The report, A Race against Time: The Challenge of Cardiovascular Disease in Developing Economies, concluded that cardiovascular diseases could become a public health time bomb in developing countries if too little is done to reverse the trend.

Dr Shanthi Mendis, Coordinator of WHO's Cardiovascular Diseases unit described the report as "a compelling and cogent argument to convince policy-makers and politicians of the need for commitment, development and implementation of policies for prevention and control of the cardiovascular diseases epidemic."

The researchers, led by Australian epidemiologist Stephen Leeder, analysed mortality and disease data from four middle-income countries: Brazil, China, South Africa and the Russian Republic of Tatarstan, and one low-income country, India.

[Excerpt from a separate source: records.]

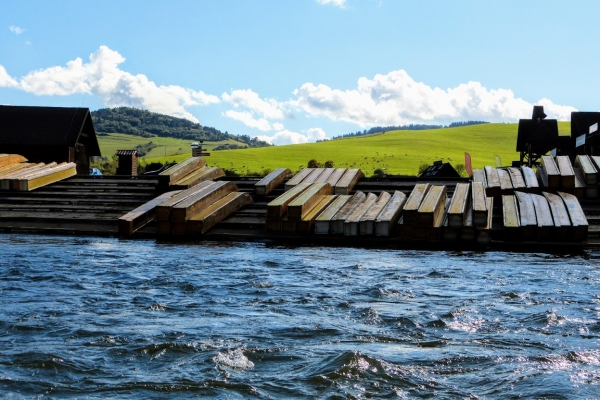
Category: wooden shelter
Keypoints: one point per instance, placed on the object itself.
(49, 134)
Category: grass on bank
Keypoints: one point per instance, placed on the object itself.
(397, 152)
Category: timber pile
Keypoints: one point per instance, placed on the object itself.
(342, 180)
(18, 175)
(190, 172)
(197, 209)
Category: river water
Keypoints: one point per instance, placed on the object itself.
(110, 318)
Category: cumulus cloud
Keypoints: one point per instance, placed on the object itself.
(16, 30)
(101, 76)
(5, 78)
(396, 99)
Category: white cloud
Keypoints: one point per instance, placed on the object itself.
(337, 3)
(396, 99)
(102, 77)
(5, 78)
(16, 30)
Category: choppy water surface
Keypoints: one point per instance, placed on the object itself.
(101, 318)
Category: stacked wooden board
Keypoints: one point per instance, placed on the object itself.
(197, 209)
(18, 175)
(342, 180)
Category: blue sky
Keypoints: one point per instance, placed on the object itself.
(292, 71)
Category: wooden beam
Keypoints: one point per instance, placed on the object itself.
(140, 216)
(347, 182)
(267, 184)
(301, 205)
(278, 207)
(351, 225)
(323, 221)
(387, 220)
(367, 222)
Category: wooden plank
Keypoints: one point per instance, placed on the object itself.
(367, 222)
(544, 217)
(306, 224)
(560, 215)
(218, 211)
(516, 178)
(458, 204)
(510, 218)
(352, 222)
(163, 210)
(531, 182)
(528, 220)
(336, 176)
(324, 177)
(45, 178)
(140, 216)
(267, 184)
(493, 182)
(567, 175)
(550, 171)
(432, 205)
(337, 222)
(506, 187)
(278, 207)
(386, 221)
(8, 159)
(589, 172)
(298, 178)
(578, 220)
(411, 207)
(484, 232)
(313, 176)
(479, 204)
(184, 168)
(347, 182)
(323, 221)
(197, 202)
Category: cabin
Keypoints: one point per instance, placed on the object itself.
(47, 134)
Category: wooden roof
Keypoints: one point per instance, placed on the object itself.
(48, 126)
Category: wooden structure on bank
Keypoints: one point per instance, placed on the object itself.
(49, 134)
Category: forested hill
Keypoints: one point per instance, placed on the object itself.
(144, 123)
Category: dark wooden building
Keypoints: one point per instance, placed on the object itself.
(46, 134)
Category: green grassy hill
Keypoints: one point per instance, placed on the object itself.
(399, 152)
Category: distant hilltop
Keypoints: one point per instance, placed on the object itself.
(148, 124)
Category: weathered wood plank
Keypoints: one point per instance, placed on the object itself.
(278, 207)
(550, 171)
(163, 210)
(337, 222)
(458, 205)
(267, 184)
(352, 222)
(388, 218)
(306, 224)
(182, 169)
(218, 211)
(323, 221)
(528, 220)
(432, 205)
(367, 222)
(578, 220)
(301, 205)
(347, 182)
(589, 172)
(140, 216)
(411, 207)
(567, 175)
(298, 178)
(197, 202)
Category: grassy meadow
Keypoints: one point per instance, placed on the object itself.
(398, 152)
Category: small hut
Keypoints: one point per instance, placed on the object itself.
(47, 134)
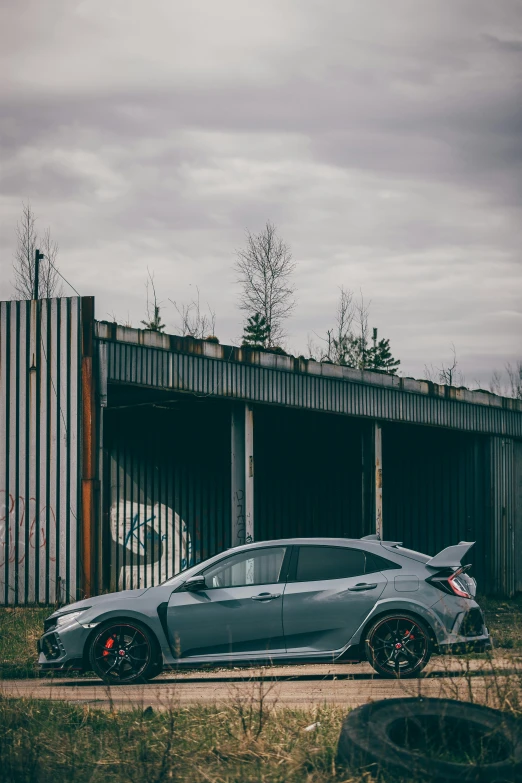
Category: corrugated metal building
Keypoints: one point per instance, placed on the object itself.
(128, 455)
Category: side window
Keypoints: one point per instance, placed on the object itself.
(376, 563)
(316, 563)
(257, 567)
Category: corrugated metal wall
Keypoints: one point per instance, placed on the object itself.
(40, 391)
(156, 367)
(436, 492)
(518, 516)
(168, 468)
(307, 474)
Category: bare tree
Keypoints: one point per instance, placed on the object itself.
(24, 264)
(509, 385)
(194, 321)
(446, 374)
(495, 384)
(515, 379)
(153, 321)
(338, 339)
(264, 270)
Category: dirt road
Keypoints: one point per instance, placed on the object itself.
(290, 686)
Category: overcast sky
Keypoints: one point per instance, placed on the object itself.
(384, 140)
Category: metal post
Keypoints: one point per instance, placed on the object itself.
(242, 431)
(88, 447)
(371, 487)
(37, 258)
(378, 480)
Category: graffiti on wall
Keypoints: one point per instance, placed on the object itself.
(18, 515)
(153, 543)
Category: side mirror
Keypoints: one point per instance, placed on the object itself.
(195, 583)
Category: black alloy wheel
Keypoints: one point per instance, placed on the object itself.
(398, 646)
(123, 653)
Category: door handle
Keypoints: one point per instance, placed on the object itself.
(265, 596)
(362, 586)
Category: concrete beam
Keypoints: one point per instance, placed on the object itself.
(242, 467)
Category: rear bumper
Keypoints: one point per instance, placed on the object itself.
(466, 647)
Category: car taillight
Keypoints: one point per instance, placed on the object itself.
(458, 586)
(453, 582)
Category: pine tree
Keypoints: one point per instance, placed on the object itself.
(380, 357)
(256, 333)
(154, 324)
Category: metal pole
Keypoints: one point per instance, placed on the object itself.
(37, 258)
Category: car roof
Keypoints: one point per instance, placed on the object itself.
(328, 541)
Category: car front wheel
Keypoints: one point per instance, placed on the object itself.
(398, 646)
(123, 653)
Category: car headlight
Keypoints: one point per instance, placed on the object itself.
(65, 619)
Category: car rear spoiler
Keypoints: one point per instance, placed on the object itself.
(451, 557)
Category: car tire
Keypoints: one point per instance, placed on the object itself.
(398, 645)
(124, 652)
(435, 740)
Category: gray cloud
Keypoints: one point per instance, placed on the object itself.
(384, 139)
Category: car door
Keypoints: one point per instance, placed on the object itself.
(328, 595)
(238, 612)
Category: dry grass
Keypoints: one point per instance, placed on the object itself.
(51, 741)
(248, 739)
(20, 628)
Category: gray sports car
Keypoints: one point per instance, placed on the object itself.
(292, 601)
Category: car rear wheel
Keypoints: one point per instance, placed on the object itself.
(123, 653)
(398, 646)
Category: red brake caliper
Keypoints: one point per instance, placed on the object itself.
(109, 643)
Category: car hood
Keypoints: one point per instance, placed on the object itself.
(98, 599)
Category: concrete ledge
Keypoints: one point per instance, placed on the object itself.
(107, 331)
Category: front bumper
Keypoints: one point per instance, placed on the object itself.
(62, 649)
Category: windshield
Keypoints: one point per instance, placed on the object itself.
(193, 570)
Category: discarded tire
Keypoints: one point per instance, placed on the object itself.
(435, 740)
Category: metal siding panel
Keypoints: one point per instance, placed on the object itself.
(266, 384)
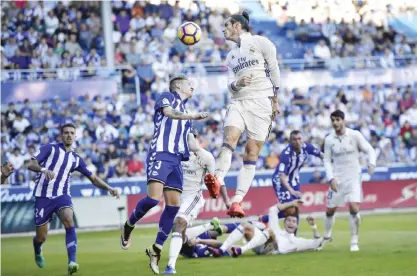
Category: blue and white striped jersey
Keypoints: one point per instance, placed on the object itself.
(290, 163)
(170, 136)
(53, 157)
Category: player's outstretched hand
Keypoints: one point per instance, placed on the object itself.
(371, 169)
(243, 81)
(310, 220)
(7, 169)
(333, 185)
(114, 192)
(49, 174)
(200, 116)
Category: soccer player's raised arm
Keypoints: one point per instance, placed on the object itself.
(328, 159)
(39, 158)
(96, 181)
(269, 52)
(366, 147)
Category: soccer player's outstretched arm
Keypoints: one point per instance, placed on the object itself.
(40, 156)
(366, 147)
(204, 158)
(328, 163)
(96, 181)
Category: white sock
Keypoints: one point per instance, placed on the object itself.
(194, 232)
(174, 248)
(234, 237)
(328, 225)
(244, 180)
(260, 238)
(224, 160)
(354, 222)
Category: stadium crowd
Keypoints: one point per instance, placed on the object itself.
(113, 135)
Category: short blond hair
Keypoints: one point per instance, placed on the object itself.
(173, 82)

They found that even if nothing changes in the next 30 years, population growth alone will lead to major increases in cardiovascular disease in developing countries which could severely curb workforce productivity and economic progress. According to the report, the problem is often neglected by developed countries, whose chief health-care priority is infectious diseases such as AIDS, malaria and tuberculosis.

Cardiovascular mortality rates among people of working age in India, South Africa and Brazil were one-and-a-half to two times higher than those in the US, said the report. In South Africa, despite the predominance of AIDS, 12% of men aged between 35 and 44 died from cardiovascular disease while the figure for women was 17.2%. In India, 28% of the five million people who die of cardiovascular diseases every year are under 65. The authors said this was even higher than the equivalent figure for the US 50 years ago, before treatment for cardiovascular diseases became a public health priority.

Recommendations included a reduction in tobacco production and consumption, campaigns aimed at improving nutrition, including school programmes on healthy diet and physical exercise. These recommendations are also part of a global plan to prevent chronic disease through healthy diet and physical exercise to be adopted by WHO's 192 Member States during the Fifty-seventh World Health Assembly in Geneva,17–22 May.

Professor Shah Ebrahim, a cardiovascular diseases expert at Bristol University in England, said the projections were reasonable and should be enough to make policy makers take notice. He also said that cardiovascular diseases were also often neglected because of a lack of data and training.